UltraCUA: A Foundation Model for Computer Use Agents with Hybrid Action
Yuhao Yang, Zhen Yang, Zi-Yi Dou, Anh Nguyen, Keen You, Omar Attia, Andrew Szot, Michael Feng, Ram Ramrakhya, Alexander Toshev, Chao Huang, Yinfei Yang, Zhe Gan
2025-10-21
Summary
This paper introduces UltraCUA, a new type of AI agent designed to use computers more effectively by combining simple actions like clicking with more complex, behind-the-scenes commands usually only available to programmers.
What's the problem?
Current AI agents that try to use computers are limited to basic actions like clicking and typing. This is slow and prone to errors because if one click is off, the whole process fails.

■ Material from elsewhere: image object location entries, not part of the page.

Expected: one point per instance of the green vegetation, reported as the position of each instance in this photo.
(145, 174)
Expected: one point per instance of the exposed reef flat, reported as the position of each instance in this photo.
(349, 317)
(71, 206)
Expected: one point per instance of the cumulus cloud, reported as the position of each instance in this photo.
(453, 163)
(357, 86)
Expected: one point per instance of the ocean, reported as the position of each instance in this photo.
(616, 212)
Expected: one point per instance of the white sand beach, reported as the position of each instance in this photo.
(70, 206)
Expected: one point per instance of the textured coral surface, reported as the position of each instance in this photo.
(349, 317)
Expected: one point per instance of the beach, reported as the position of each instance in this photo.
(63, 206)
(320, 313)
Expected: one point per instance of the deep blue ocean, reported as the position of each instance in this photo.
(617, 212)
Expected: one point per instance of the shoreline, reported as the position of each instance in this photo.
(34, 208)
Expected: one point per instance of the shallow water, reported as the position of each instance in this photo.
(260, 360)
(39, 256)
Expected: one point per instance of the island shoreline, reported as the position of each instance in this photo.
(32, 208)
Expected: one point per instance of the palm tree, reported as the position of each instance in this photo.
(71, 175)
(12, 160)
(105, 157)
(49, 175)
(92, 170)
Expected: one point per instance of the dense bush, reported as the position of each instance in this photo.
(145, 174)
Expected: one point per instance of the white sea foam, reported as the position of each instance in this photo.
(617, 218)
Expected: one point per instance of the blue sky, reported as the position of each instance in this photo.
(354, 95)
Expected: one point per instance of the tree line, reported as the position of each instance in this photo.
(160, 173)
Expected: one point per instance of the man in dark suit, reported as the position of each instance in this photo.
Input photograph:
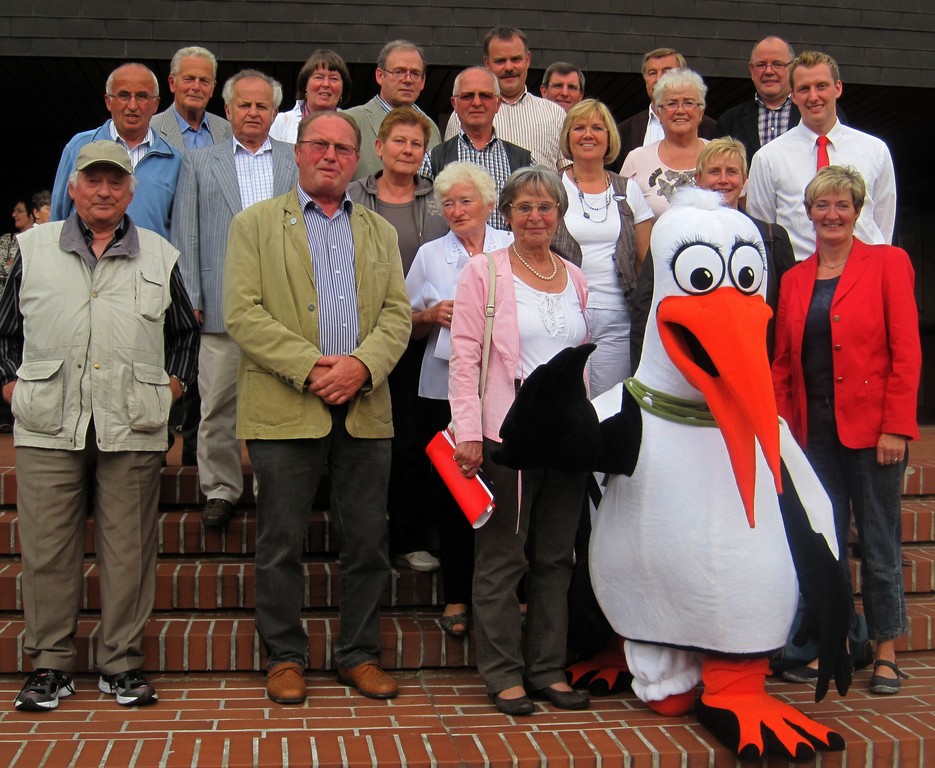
(186, 124)
(644, 127)
(770, 113)
(215, 184)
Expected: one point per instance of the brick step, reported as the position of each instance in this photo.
(227, 641)
(181, 531)
(210, 585)
(229, 584)
(410, 639)
(441, 719)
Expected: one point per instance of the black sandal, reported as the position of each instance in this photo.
(449, 623)
(886, 685)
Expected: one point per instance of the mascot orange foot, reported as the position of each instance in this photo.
(736, 708)
(604, 674)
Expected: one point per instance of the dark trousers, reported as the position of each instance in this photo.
(544, 531)
(411, 516)
(288, 473)
(455, 534)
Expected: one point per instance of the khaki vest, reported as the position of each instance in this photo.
(93, 346)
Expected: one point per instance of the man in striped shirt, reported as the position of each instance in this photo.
(216, 183)
(315, 297)
(526, 120)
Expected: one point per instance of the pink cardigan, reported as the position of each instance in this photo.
(875, 340)
(467, 341)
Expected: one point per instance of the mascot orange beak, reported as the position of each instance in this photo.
(718, 343)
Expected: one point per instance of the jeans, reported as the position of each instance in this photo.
(855, 482)
(288, 472)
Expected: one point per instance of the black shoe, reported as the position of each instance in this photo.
(803, 674)
(43, 689)
(217, 513)
(564, 699)
(520, 706)
(130, 688)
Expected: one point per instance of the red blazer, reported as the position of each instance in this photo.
(875, 341)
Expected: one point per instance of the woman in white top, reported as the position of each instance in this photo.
(466, 194)
(323, 82)
(663, 167)
(605, 231)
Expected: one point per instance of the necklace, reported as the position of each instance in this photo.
(534, 271)
(584, 203)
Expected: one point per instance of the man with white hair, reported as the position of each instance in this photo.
(97, 340)
(215, 185)
(187, 124)
(132, 97)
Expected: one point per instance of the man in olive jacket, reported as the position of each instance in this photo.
(315, 297)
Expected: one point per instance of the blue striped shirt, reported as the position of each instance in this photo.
(332, 245)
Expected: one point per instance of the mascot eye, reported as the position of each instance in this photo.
(746, 268)
(698, 268)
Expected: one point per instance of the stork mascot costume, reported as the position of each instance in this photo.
(712, 520)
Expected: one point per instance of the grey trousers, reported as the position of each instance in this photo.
(53, 489)
(548, 519)
(220, 470)
(288, 473)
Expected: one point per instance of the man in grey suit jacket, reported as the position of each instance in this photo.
(216, 183)
(401, 76)
(186, 124)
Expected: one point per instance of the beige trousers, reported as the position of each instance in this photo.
(54, 491)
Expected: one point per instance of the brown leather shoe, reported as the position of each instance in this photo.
(370, 680)
(285, 683)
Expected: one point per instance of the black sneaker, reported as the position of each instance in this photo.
(43, 689)
(130, 688)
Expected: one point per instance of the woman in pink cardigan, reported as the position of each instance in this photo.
(846, 374)
(539, 310)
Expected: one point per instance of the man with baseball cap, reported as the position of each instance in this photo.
(97, 339)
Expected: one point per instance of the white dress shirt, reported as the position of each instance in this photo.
(783, 168)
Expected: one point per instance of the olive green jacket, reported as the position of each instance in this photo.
(271, 311)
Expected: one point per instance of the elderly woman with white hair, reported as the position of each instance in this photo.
(663, 167)
(466, 195)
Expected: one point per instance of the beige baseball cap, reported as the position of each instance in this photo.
(108, 152)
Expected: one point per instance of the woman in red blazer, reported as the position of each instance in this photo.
(846, 374)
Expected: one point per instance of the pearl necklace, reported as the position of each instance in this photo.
(535, 271)
(584, 203)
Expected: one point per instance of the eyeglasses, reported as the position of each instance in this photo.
(204, 82)
(525, 209)
(778, 66)
(125, 97)
(467, 97)
(687, 105)
(318, 147)
(320, 78)
(399, 74)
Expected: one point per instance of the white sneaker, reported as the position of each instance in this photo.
(421, 561)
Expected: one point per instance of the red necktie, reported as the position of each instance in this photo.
(823, 161)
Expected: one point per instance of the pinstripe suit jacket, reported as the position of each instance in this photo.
(206, 200)
(167, 126)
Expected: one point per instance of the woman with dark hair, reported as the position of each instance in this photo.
(539, 309)
(846, 374)
(323, 82)
(404, 198)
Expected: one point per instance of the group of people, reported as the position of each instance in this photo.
(334, 287)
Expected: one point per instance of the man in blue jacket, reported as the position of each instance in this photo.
(132, 98)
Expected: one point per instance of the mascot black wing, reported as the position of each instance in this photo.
(693, 558)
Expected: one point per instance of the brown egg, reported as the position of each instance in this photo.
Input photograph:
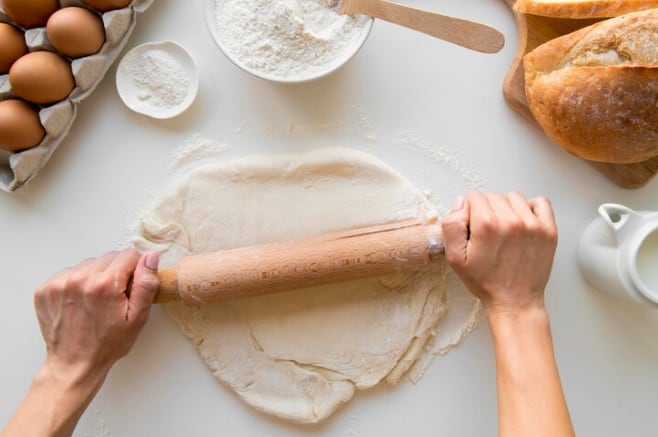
(108, 5)
(30, 13)
(41, 77)
(12, 46)
(76, 32)
(20, 127)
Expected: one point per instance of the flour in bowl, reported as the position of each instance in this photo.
(287, 38)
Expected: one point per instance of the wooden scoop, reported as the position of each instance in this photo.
(372, 251)
(464, 33)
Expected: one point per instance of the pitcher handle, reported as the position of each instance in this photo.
(617, 217)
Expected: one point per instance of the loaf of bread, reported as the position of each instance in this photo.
(595, 91)
(582, 8)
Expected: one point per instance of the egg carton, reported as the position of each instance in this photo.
(16, 169)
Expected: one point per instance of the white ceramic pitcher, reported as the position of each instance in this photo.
(618, 253)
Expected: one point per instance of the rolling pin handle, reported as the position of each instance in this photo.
(168, 291)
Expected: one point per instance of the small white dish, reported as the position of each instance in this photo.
(339, 61)
(159, 79)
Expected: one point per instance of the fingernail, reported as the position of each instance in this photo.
(151, 261)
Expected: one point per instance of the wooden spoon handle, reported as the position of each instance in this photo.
(469, 34)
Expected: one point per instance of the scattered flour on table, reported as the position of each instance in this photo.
(161, 80)
(286, 38)
(197, 148)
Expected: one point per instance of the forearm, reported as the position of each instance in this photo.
(530, 397)
(55, 402)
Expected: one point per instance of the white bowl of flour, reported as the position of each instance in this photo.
(287, 41)
(159, 79)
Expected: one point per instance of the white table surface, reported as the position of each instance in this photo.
(401, 83)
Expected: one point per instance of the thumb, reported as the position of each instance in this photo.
(455, 231)
(145, 282)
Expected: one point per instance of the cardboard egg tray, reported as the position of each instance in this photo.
(16, 169)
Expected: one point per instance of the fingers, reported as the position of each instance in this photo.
(121, 268)
(455, 227)
(145, 283)
(541, 207)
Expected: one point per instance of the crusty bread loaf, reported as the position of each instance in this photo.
(582, 8)
(595, 91)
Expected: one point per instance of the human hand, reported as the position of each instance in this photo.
(86, 316)
(502, 247)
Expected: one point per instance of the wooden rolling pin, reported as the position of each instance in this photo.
(359, 253)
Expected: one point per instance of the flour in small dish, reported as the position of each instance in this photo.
(161, 80)
(286, 38)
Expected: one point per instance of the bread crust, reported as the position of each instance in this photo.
(583, 9)
(595, 91)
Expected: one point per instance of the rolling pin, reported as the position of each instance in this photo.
(403, 246)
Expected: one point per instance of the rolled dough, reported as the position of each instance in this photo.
(300, 354)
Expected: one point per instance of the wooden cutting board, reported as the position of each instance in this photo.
(534, 31)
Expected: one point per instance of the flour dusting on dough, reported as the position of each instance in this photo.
(299, 355)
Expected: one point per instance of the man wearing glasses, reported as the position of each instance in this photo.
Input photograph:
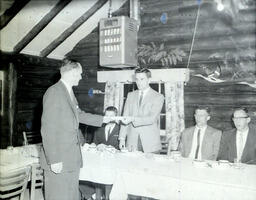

These agents can't take advantage of the powerful tools and commands that people use when they program, making them inefficient and unreliable for complex tasks.
What's the solution?
The researchers created UltraCUA, which can both click and type *and* use programmatic tools – essentially, it can give the computer instructions like a programmer would. They built this by automatically finding and adapting existing software tools, creating a huge set of practice tasks, and then training the AI using a combination of showing it examples and letting it learn through trial and error. This allows it to strategically choose between simple actions and more powerful commands.
Why it matters?
This work is important because it makes AI agents much better at using computers. UltraCUA is faster and more reliable than previous agents, and it can even handle tasks it wasn't specifically trained on. This could lead to AI assistants that can truly help people with complex computer tasks, automating things that are currently difficult or impossible for AI to do.
Abstract
Multimodal agents for computer use rely exclusively on primitive actions (click, type, scroll) that require accurate visual grounding and lengthy execution chains, leading to cascading failures and performance bottlenecks. While other agents leverage rich programmatic interfaces (APIs, MCP servers, tools), computer-use agents (CUAs) remain isolated from these capabilities. We present UltraCUA, a foundation model that bridges this gap through hybrid action -- seamlessly integrating GUI primitives with high-level programmatic tool calls. To achieve this, our approach comprises four key components: (1) an automated pipeline that scales programmatic tools from software documentation, open-source repositories, and code generation; (2) a synthetic data engine producing over 17,000 verifiable tasks spanning real-world computer-use scenarios; (3) a large-scale high-quality hybrid action trajectory collection with both low-level GUI actions and high-level programmatic tool calls; and (4) a two-stage training pipeline combining supervised fine-tuning with online reinforcement learning, enabling strategic alternation between low-level and high-level actions. Experiments with our 7B and 32B models demonstrate substantial improvements over state-of-the-art agents. On OSWorld, UltraCUA models achieve an average 22% relative improvement over base models, while being 11% faster in terms of steps. Out-of-domain evaluation on WindowsAgentArena shows our model reaches 21.7% success rate, outperforming baselines trained on Windows data. The hybrid action mechanism proves critical, reducing error propagation while maintaining execution efficiency.